Auto aziendali troppo care: le flotte cambiano rotta e guardano alla Cina

La reazione del mercato fleet europeo ai all'incremento dei prezzi che, tra il 2019 e il 2024, sono cresciuti del 45%

Auto aziendali troppo care: le flotte cambiano rotta e guardano alla Cina

Il cambiamento in atto nel mercato automobilistico del Vecchio Continente, comparto delle flotte aziendali incluso, è sotto gli occhi di tutti. Per oltre vent’anni, le Case auto europee hanno rincorso i volumi, puntando alla saturazione degli impianti, ma senza mai riuscire ad andare oltre il 60-70% della capacità produttiva.

Poi è arrivata la crisi dei semiconduttori post-Covid e con essa un cambio di rotta: meno auto, prezzi più alti, margini maggiori. La diretta conseguenza nel settore fleet è tangibile con il valore medio delle vetture immatricolate a noleggio che è passato da 22.000 euro nel 2019 a 32.000 euro nel 2024, ovvero il +45% nel giro di cinque anni. A spingere ulteriormente i prezzi verso l’alto ci ha pensato anche la normativa, che oggi impone maggiori dotazioni di sicurezza obbligatorie anche nei segmenti più bassi.

La risposta delle flotte

A questo fenomeno le aziende hanno reagito in diversi modi, non solo assorbendo gli aumenti. Secondo un’indagine del think tank AgitaLab condotta tra gli operatori del settore, l’88% delle imprese ha scelto di mantenere invariato il TCO, il costo totale di possesso, intervenendo sulle car list, ovvero i cataloghi da cui i dipendenti scelgono la propria aziendale. Dalla ricerca sono emerse sostanzialmente due opzioni, che dividono quasi a metà il campione intervistato: scendere di segmento e aprire ai brand cinesi.
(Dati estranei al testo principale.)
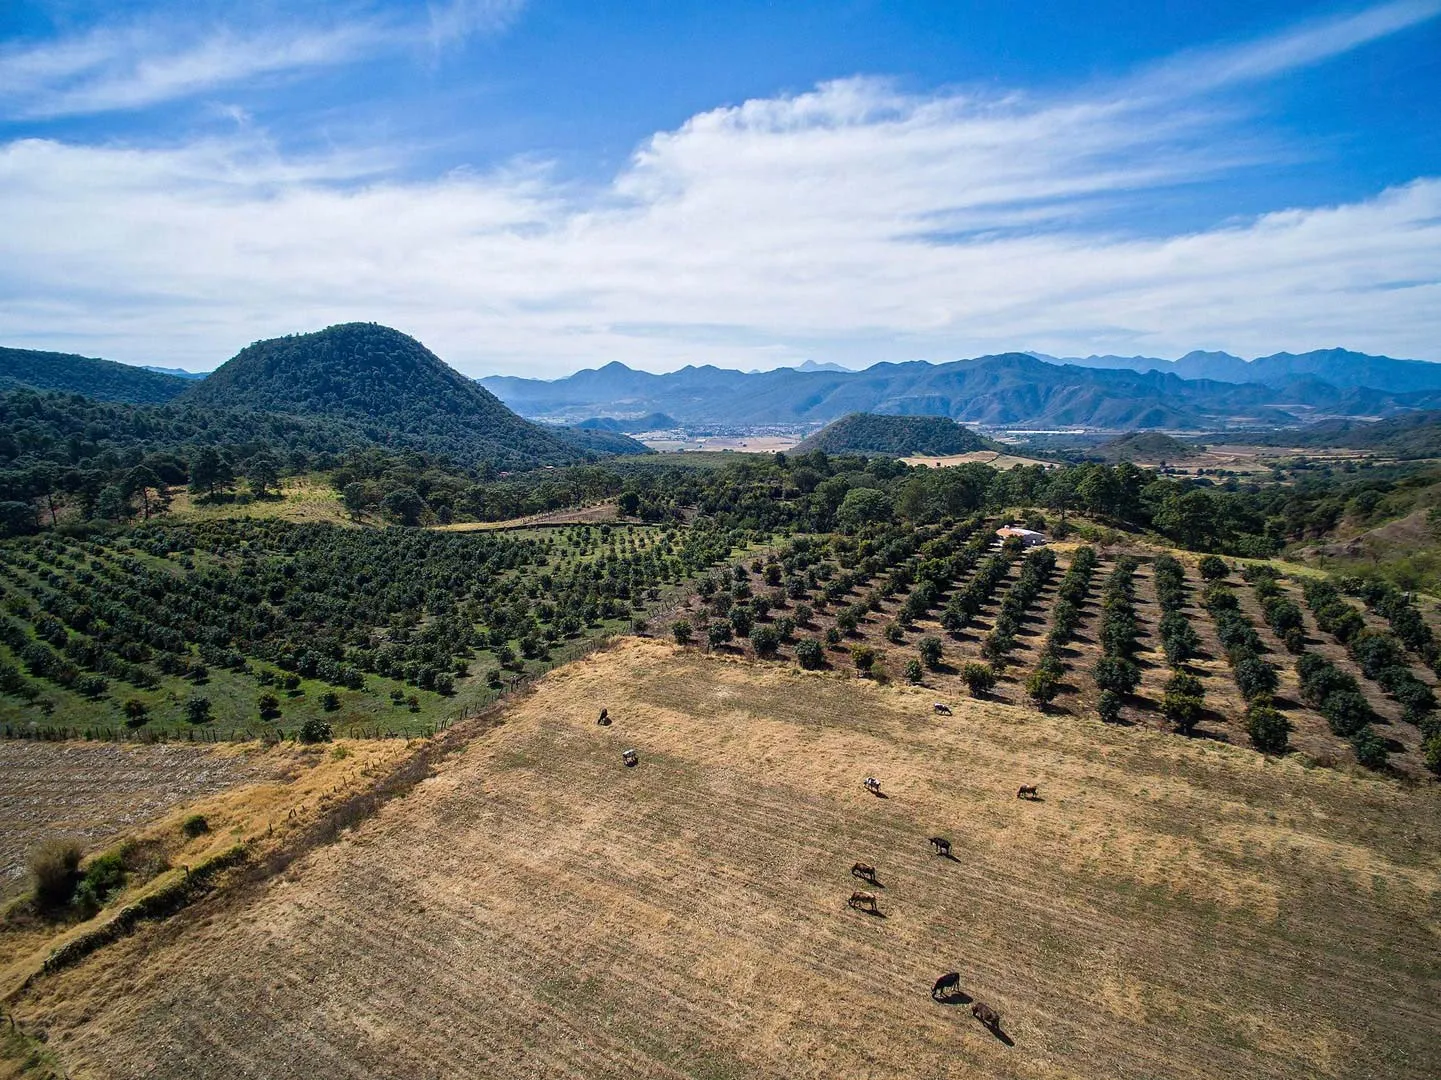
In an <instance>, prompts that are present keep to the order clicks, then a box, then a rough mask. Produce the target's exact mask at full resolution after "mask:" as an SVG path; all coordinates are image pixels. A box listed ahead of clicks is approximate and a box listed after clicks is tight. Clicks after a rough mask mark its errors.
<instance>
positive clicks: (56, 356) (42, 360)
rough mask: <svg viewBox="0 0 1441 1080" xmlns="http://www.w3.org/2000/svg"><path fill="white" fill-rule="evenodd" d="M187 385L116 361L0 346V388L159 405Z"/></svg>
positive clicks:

Abbassare la categoria delle vetture

Il 42% degli intervistati segnala un downgrading sistematico: chi guidava una berlina di segmento D si trova oggi a scegliere tra le compatte di segmento C. Pur garantendo un rischio reale, tale “declassamento” nasconde un rischio sottovaluto, ovvero quello che l’auto aziendale smetta di essere un benefit percepito come tale, anche per normative fiscali penalizzanti, con il dipendente che a questo punto potrebbe preferire una compensazione alternativa. Scegliendo questa strada, la quota di mercato fleet rimane sulla carta, ma il suo valore complessivo si riduce.

Aprire ai marchi cinesi

Per il 46% di coloro che hanno risposto all’indagine invece le flotte stanno guardando con crescente interesse ai brand cinesi che propongono veicoli ben equipaggiati, dal design apprezzato e con listini significativamente più competitivi rispetto ai costruttori europei. Anche se gli operatori del noleggio mantengono ancora qualche riserva sul fronte dei valori residui, la strategia che punta ai marchi cinesi è sempre più marcata.

Ironia della sorte, sono state proprio le Case auto europee, con la loro strategie di “premiumizzazione”, ad aprire la porta alla concorrenza asiatica nel segmento fleet, quello storicamente più fedele, con un turnover che è meno della metà rispetto al mercato privato, e che ora rischia essere sempre più piccolo ed affollato di competitors.